This Saturday, at around 10 am, a new Wikipedia article will be created.
Actually, that's not much of a stretch to say, since there are new Wikipedia articles being created all the time. However, I'm referring to one specific article and I can predict a lot of things about it, such as some of the categories it will belong to and the type of info boxes it will contain. The one thing I can't tell you is the name of the article. (And no, I'm not going to create it myself, although I probably refresh my browser a lot to watch it grow, once I figure out where it is.)
With the death of Joseph B. Wirthlin last December, there is a vacancy in the LDS Quorum of Twelve. (Don't laugh, BSG fans, we had the name first.) The death of an apostle means that a new apostle will be called at the next General Conference. That's this weekend, and the first session starts at 10 am, Mountain Daylight Time.

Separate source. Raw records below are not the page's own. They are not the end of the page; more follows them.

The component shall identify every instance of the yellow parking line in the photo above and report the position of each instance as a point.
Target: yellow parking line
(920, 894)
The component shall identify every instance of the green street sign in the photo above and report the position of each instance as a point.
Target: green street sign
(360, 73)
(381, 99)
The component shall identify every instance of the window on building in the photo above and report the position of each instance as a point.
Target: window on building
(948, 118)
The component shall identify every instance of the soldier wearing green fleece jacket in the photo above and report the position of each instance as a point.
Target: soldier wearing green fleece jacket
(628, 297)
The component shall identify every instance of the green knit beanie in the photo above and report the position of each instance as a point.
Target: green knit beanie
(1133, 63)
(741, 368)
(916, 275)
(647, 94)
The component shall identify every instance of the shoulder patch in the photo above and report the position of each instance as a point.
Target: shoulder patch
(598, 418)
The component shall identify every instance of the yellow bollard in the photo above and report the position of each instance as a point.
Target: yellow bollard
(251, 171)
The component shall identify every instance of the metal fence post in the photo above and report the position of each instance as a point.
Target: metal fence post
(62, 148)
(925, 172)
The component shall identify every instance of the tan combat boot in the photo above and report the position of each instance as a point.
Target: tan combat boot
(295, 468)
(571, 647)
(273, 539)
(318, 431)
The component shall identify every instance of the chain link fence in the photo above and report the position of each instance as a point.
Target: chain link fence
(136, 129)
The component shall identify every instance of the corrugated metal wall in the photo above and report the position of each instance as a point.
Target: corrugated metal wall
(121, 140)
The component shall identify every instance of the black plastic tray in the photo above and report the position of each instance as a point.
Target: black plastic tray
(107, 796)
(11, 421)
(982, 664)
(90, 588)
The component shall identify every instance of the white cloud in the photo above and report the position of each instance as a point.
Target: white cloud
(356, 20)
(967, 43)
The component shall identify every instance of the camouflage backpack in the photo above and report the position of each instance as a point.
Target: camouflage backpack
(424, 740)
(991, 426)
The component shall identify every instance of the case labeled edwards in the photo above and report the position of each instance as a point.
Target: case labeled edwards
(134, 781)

To be fair, it's not necessarily true to say that Elder Whoever-It-Turns-Out-To-Be will get a brand new Wikipedia article about him. After all, Elder Christofferson had his own article when he was still in the Presidency of the Seventy, and it's possible that the next apostle is someone who is already notable enough to have a stub or even a long article about him. I'm hoping not, though, because I think it's fun to watch a large group of people suddenly cooperate to set it all up, the way they did when Quentin L. Cook was called in October 2007.
Of the ~150 edits that have been made to Elder Cook's article in the last 18 months, 66 were made on the day it was created. Of those, 30 were made in the first hour. Within less than five hours, the article was half as long as it currently is. Any way you slice it, it's a phenomenal initial rate of growth.
Of course, sudden fame is not particularly rare in our culture (just ask Octomom) and the sudden creation of Wikipedia articles is just the latest product of a mass media culture.
However, you can't really predict this type of tabloid-esque fame. And while there are predictable events that are also highly transformative (presidential elections, American Idol finals), there are generally preliminary events leading up to these major events which tell you who are the major candidates for the transformation. (I.e., Barack Obama's Wikipedia page didn't come into existence on November 4, 2008, but was predated by his page as the Democratic presidential nominee, before that as the Democratic candidate, before that as the junior senator from Illinois, etc.)
I'm sorry to say I don't know enough about other religions to say if there are good parallels for this type of thing in other faiths. One event that comes to mind is the election of a new pope, which is certainly more exciting than the sustaining of a new prophet (in terms of not knowing who it's going to be), but I think it's usually a cardinal who's elected, and I'd be surprised if the current cardinals don't all have Wikipedia pages already.